Long-time readers of this column know I have a stake in Quickbrowse.com, and have enjoyed watching it develop. It’s still at an early stage, but last week’s Christian Science Monitor OnLine compared it, lightheartedly, with the invention of the light bulb. And quite a few of you use one of its features — Q-Page — to get this column delivered every weekday morning. (Sorry about Monday, by the way. I thought I had posted a sentence saying my weekend had been “too eventful to get a column done.” But apparently, it had been too eventful even for me to click the right button to post that sentence.)

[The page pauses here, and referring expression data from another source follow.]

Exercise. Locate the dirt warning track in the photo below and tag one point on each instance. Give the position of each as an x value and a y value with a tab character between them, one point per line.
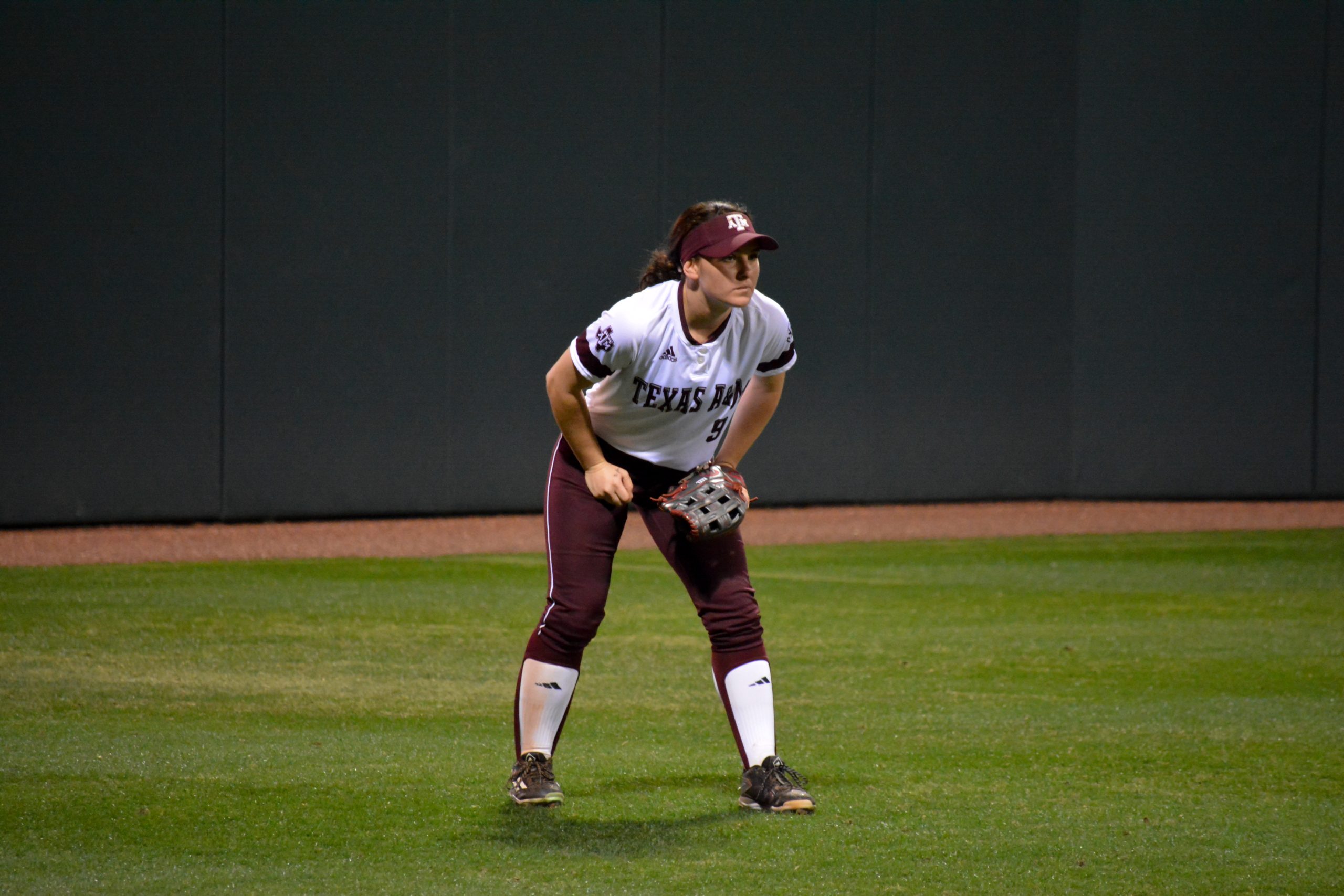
440	536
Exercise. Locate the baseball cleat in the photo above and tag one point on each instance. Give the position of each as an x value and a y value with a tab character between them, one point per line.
773	786
533	782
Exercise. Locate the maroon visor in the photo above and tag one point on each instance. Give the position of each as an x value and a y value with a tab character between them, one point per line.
723	236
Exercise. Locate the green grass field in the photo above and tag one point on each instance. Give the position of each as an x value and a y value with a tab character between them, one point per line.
1065	715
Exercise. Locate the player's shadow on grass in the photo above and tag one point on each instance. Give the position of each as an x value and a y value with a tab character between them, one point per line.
558	832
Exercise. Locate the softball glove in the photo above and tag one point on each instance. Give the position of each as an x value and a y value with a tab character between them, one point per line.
710	501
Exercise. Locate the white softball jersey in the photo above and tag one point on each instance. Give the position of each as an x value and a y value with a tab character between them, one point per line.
662	395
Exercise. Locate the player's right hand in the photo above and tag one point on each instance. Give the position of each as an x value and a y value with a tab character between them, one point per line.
609	483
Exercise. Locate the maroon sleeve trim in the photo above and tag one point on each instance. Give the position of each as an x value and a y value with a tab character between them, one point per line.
777	363
589	359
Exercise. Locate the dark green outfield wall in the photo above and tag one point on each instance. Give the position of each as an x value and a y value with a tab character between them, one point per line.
312	260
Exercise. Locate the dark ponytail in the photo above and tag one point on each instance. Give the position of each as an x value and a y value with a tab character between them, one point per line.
666	262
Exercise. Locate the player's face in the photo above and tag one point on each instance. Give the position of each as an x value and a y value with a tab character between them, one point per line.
731	280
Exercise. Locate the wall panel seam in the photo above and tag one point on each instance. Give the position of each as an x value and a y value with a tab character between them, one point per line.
224	234
1320	238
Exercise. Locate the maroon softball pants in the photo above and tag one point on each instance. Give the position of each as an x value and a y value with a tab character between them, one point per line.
581	537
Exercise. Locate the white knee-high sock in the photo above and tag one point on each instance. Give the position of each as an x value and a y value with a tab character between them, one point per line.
752	699
543	696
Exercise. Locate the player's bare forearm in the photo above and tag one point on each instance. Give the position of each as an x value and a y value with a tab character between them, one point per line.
749	421
565	390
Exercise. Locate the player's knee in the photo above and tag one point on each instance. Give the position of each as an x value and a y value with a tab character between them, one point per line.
572	629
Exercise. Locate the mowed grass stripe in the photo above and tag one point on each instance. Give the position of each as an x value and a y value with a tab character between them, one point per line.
1129	715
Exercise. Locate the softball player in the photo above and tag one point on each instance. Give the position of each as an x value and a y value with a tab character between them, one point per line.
687	370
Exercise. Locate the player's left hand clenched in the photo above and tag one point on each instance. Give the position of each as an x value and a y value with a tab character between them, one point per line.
609	483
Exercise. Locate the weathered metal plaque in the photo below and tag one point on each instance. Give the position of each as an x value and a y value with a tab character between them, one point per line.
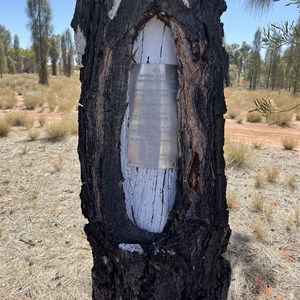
153	128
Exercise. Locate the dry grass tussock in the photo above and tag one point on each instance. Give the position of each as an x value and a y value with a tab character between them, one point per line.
237	154
43	249
62	93
265	245
240	101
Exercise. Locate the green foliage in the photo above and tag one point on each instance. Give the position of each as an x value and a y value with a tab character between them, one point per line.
67	51
4	128
39	13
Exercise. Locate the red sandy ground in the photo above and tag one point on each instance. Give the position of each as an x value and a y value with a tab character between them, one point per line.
268	135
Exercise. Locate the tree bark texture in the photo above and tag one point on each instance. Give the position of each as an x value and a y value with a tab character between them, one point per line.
185	260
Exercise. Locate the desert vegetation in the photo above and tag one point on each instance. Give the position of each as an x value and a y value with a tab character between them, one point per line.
43	249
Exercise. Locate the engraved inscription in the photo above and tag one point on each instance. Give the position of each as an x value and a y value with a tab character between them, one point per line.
152	116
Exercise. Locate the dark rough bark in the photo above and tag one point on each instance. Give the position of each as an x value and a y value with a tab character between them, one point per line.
185	261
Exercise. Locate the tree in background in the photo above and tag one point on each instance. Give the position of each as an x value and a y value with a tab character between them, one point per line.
67	53
17	53
5	40
255	61
272	60
54	52
39	13
5	37
2	58
238	56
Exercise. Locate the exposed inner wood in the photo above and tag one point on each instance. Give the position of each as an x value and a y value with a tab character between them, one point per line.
149	193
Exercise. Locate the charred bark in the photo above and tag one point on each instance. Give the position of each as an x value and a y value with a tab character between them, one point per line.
185	260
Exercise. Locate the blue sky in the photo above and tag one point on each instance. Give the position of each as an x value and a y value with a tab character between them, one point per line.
240	24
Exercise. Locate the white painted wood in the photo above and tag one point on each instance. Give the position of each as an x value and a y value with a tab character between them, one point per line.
131	248
149	193
113	12
80	43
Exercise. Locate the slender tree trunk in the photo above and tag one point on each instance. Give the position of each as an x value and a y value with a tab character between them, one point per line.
184	261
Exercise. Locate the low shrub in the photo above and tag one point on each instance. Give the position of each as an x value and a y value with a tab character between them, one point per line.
7	99
289	142
272	173
33	99
4	128
259	180
281	119
57	130
257	144
254	117
19	118
237	154
33	134
42	120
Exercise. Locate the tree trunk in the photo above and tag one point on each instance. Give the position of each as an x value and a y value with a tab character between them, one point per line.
183	258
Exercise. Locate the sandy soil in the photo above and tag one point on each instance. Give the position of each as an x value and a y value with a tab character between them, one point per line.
43	250
266	133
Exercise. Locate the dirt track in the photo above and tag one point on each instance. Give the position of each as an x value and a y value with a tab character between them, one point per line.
269	135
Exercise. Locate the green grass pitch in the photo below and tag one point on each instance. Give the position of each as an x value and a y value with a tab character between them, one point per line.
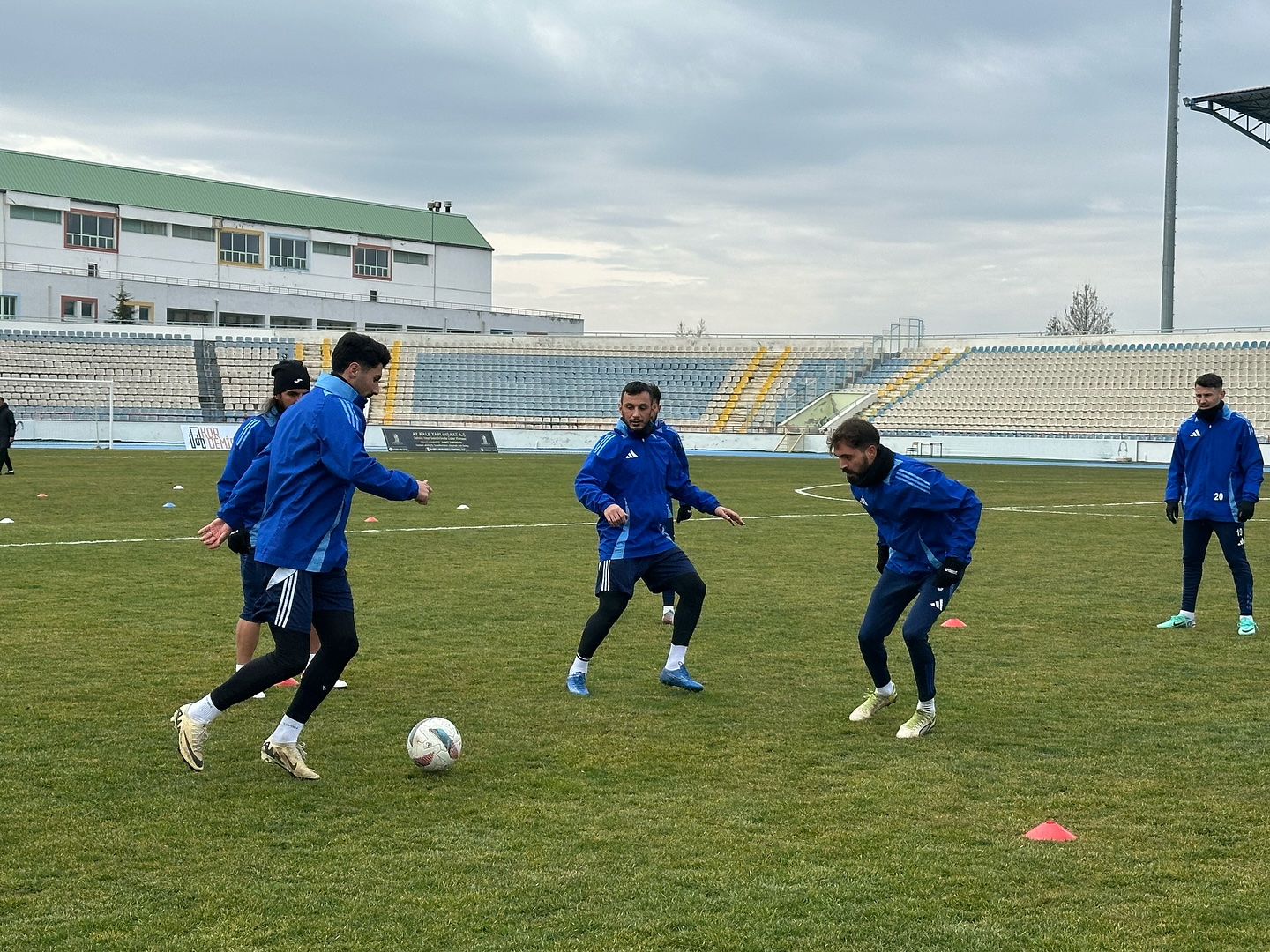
750	816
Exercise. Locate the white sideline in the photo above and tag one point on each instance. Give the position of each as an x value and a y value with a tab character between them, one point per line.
1058	509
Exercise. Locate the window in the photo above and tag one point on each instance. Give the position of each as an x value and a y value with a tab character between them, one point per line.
288	253
144	227
242	320
86	230
79	308
371	262
277	320
410	258
25	211
176	316
193	231
240	248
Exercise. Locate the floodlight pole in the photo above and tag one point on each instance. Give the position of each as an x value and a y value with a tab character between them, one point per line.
1175	52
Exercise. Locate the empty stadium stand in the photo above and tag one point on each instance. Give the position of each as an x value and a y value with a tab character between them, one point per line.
1117	387
1123	389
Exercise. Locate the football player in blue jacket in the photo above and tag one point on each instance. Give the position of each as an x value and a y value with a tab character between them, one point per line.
1215	478
310	470
626	480
290	383
926	528
671	435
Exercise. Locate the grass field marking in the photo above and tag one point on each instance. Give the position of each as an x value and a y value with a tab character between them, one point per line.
407	528
1057	509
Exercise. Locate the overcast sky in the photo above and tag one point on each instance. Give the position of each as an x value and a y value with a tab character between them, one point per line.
799	167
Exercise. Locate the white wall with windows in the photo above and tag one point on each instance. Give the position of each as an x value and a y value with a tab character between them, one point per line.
58	233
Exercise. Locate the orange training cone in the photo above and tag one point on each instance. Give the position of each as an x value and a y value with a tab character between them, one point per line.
1050	830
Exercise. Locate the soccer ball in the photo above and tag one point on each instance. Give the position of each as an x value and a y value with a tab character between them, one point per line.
433	744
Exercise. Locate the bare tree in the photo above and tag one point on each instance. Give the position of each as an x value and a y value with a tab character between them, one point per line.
1085	315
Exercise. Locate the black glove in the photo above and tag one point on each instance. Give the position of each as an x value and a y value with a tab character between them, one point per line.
950	573
239	541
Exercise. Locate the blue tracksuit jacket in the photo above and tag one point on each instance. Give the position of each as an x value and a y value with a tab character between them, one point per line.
671	435
923	516
1214	466
638	475
251	438
308	475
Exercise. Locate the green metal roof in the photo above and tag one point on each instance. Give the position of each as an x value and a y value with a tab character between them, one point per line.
112	184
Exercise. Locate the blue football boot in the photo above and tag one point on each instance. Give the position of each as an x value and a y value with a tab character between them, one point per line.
680	678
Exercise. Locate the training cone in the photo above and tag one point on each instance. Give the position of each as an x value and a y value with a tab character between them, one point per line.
1050	830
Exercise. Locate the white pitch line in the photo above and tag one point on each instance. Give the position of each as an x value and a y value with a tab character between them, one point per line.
415	528
1061	509
1057	509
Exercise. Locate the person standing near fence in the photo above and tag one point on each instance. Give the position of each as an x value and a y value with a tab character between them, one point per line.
1214	481
8	435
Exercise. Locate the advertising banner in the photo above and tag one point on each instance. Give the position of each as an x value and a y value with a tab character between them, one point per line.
210	435
423	439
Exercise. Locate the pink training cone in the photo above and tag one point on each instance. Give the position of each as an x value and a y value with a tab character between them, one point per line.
1050	830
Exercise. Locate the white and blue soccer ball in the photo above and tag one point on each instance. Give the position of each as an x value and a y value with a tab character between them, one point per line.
435	744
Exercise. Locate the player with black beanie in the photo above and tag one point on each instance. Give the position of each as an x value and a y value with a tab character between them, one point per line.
926	528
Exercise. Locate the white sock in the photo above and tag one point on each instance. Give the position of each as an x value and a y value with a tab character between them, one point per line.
286	733
205	711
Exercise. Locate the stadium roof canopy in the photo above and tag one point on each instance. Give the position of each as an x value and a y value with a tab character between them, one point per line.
1244	109
113	184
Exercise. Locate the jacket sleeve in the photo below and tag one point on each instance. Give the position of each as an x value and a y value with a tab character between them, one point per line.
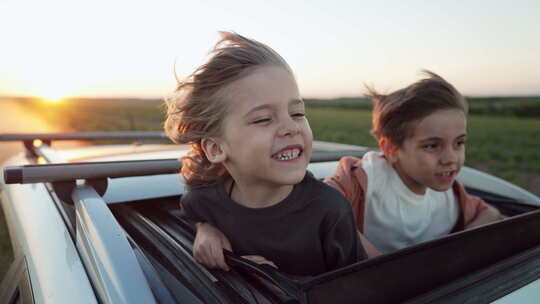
351	180
340	242
470	206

Anyway, today I offer the early adopters among you the world’s very first look at, and free use of, QBFI — Quickbrowse for Investors.
I could explain why this is so great, but just go see for yourself.
It’s a lot more intuitive than Quickbrowse has been (we’re fixing that). And although you’ll find it’s still not completely ready for prime time, it does work — or should anyway. If there are a few stocks you particularly like to follow, enter their symbols separated by commas (amzn,cool,rosi) and then include messages among the other things you select, like the New York Times and the Wall Street Journal (for which you must first have passwords) . . . and the point is, you can set it up so that every morning there’s an e-mail waiting for you with all the latest messages on your stocks, and all the headlines from the papers, and an easy way to “browse” through it all.
If you’re not an early adopter, wait a while until we have all this running like a Swatch. But it can’t hurt to take a Quick look.